BMJ. 1998 Aug 8;317(7155):390-6. doi: 10.1136/bmj.317.7155.390.
To assess the effectiveness of care in general practice for people with diabetes.
Meta-analysis of randomised trials comparing general practice and shared care with follow up in hospital outpatient clinic.
Trials were identified from searches of eight bibliographic and research databases.
Five trials identified included 1058 people with diabetes, overall mean age 58.4 years, receiving hospital outpatient follow up for their diabetes. Results were heterogeneous between trials. In shared care schemes featuring more intensive support through a computerised prompting system for general practitioners and patients, there was no difference in mortality between care in hospital and care in general practice (odds ratio 1.06, 95% confidence interval 0. 53 to 2.11); glycated haemoglobin tended to be lower in primary care (weighted difference in means of -0.28%, -0.59% to 0.03%); and losses to follow up were significantly lower in primary care (odds ratio 0.37, 0.22 to 0.61). However, schemes with less well developed support for family doctors were associated with adverse outcomes for patients.

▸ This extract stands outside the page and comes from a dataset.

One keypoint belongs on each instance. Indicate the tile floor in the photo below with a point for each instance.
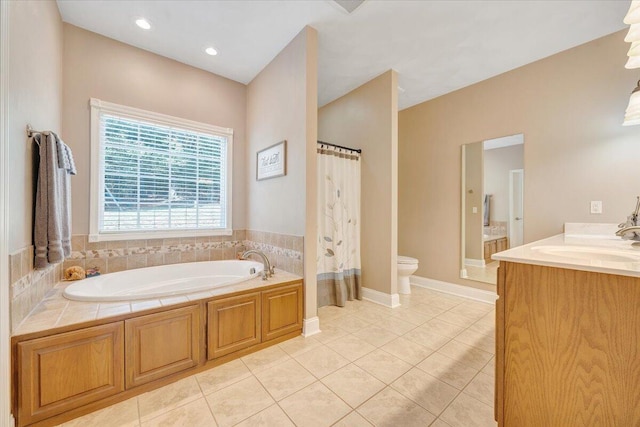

Unstructured care in the community is associated with poorer follow up, worse glycaemic control, and greater mortality than in hospital care. Computerised central recall, with prompting for patients and their family doctors, can achieve standards of care as good as or better than hospital outpatient care, at least in the short term. The evidence supports provision of regular prompted recall and review of selected people with diabetes by willing general practitioners. This can be achieved if suitable organisation is in place.
评估全科医疗对糖尿病患者的护理效果。
对比较全科医疗和共享护理与医院门诊随访的随机试验进行荟萃分析。
通过检索八个书目和研究数据库来识别试验。
确定的五项试验纳入了1058名糖尿病患者,总体平均年龄58.4岁,接受糖尿病的医院门诊随访。各试验结果存在异质性。在通过针对全科医生和患者的计算机提示系统提供更强化支持的共享护理方案中,医院护理和全科医疗护理的死亡率没有差异(优势比1.06,95%置信区间0.53至2.11);糖化血红蛋白在初级保健中往往较低(均值加权差异为-0.28%,-0.59%至0.03%);初级保健中的失访率显著较低(优势比0.37,0.22至0.61)。然而,对家庭医生支持不完善的方案与患者的不良结局相关。
与医院护理相比,社区中的非结构化护理与随访较差、血糖控制不佳和死亡率较高相关。计算机化的集中召回,并向患者及其家庭医生发出提示,至少在短期内可以达到与医院门诊护理一样好或更好的护理标准。证据支持由愿意的全科医生对选定的糖尿病患者进行定期提示召回和复查。如果有合适的组织安排,这是可以实现的。